E’ l’esito dell’operazione “Kasbah Bis”, proseguimento di un’inchiesta che si era conclusa nell’aprile del 2008 e che aveva visto l’incarcerazione di sei nordafricani. Questa volta gli inquirenti hanno sequestrato complessivamente 10 grammi di cocaina, già divisa in dosi e pronta per essere acquistata dai consumatori finali.
Due dell’organizzazione sono stati rintracciati dai poliziotti e tratti in arresto: Radouane El Asri, di 22 anni, e Mbarek Mzaouira, di 30, dimorante nella zona di Campochiesa, entrambi regolari. E’ stato in particolare accertato che il primo reinvestiva i proventi dello spaccio in alcuni terreni di sua proprietà in Marocco. Per altri due marocchini l’ordinanza è stata notificata in carcere: si tratta di Cherkaoui Mzioura, di 20 anni, detenuto al Sant’Agostino di Savona, e Acmeua El Gamra, di 21, detenuto nel penitenziario milanese di San Vittore.

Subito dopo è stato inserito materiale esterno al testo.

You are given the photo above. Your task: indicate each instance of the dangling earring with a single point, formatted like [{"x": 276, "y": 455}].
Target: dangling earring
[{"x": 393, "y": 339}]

Nel corso dell’operazione sono stati controllati ulteriori quattro cittadini extracomunitari, tutti marocchini: due verranno espulsi dal territorio nazionale, uno è stato arrestato per violazione della legge sull’immigrazione clandestina, mentre il quarto, regolare, è stato denunciato per la ricettazione di un cellulare. E’ stato inoltre rilevato che gli immigrati utilizzavano un dormitorio in vico Rossano a Campochiesa e un altro dormitorio in via Cavour nel centro albenganese.
I responsabili dell’organizzazione si rifornivano delle sostanze stupefacenti a Milano e in Riviera facevano sia i grossisti che gli spacciatori al minuto, per una media di 500 grammi di cocaina venduti settimanalmente. Il ritmo delle attività a contatto con i tossicomani era turbinoso: sino a venti contrattazioni al giorno. Gli inquirenti hanno identificato circa 150 consumatori, già segnalati alla Prefettura. Fra questi, anche alcuni imprenditori di Sanremo e dell’Imperiese.
Uno dei marocchini del gruppo impiegava una ragazza minorenne nello spaccio, che spesso avveniva nelle stradine tra le serre della Piana albenganese. I clienti che non sapevano trovare il luogo del convegno, venivano accompagnati da una sorta di “guida”. Esiguo il quantitativo di droga trovata nei dormitori utilizzati dai trafficanti, sì, ma perché – hanno sottolineato gli agenti di polizia – i malviventi erano abbastanza scaltri per occultare le partite di cocaina in depositi all’apperto eppure ben nascosti.